The rarest and most elaborate collection of religious manuscripts in the world, including one of the earliest Korans and a Torah from a lost community of Chinese Jews, is to be displayed at the British Library in a unique exhibition on the great religions.

Sacred texts from Christianity, Judaism and Islam are to be displayed side by side in an exhibition showing what the three great faiths have in common.

The exhibition includes one of the earliest surviving Korans, completed in the Arabian peninsula 160 years after the death of the Prophet Mohamed, and an elaborate book of fatwas.

Blasphemous and esoteric documents will also be on show. A 6th-century Christian text, suppressed by the church because it omits the genealogy of Christ, will be displayed, along with a Jewish manuscript containing an illustration of God's face - forbidden in Jewish tradition.
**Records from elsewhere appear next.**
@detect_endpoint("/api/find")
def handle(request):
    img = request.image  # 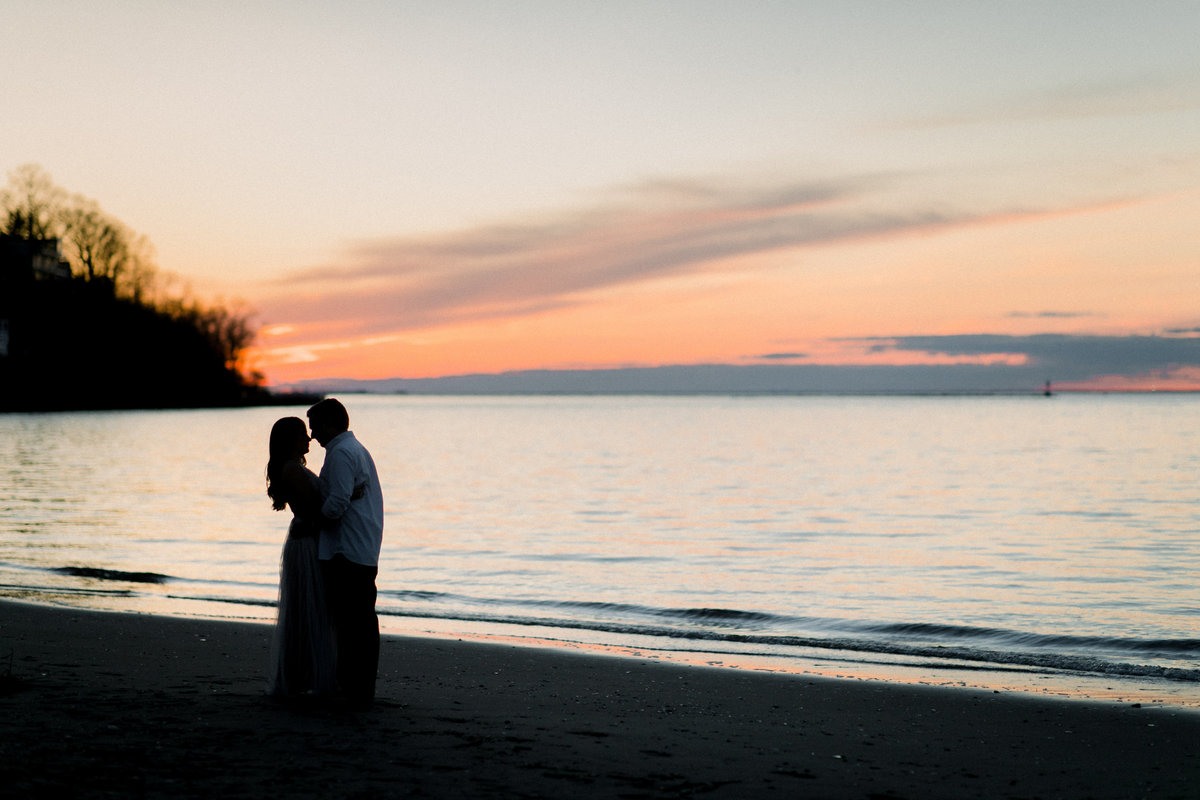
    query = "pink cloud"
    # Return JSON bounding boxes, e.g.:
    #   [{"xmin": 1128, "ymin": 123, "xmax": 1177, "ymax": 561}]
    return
[{"xmin": 253, "ymin": 173, "xmax": 1056, "ymax": 339}]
The Torah scroll used by Chinese Jews of Kaifeng, a remote community which no longer exists, is made of strips of sheepskin sewn together with silk thread, rather than customary animal sinews. Many of the manuscripts have never been publicly displayed, including an extremely rare 16th-century book of psalms in Arabic.

Manuscripts from collections around the world, including the Royal Library in Rabat, Morocco, will sit alongside texts in the British Library's own collection, such as the Lindisfarne Gospels, considered the masterpiece of early Anglo-Saxon book production.

"At a time when religion and inter-faith relations feature prominently in Britain, we hope the Sacred exhibition will contribute to a greater understanding of these three faiths," said Rona Levin of the British Library. "This is the first time sacred texts from these three faiths have been displayed together side by side."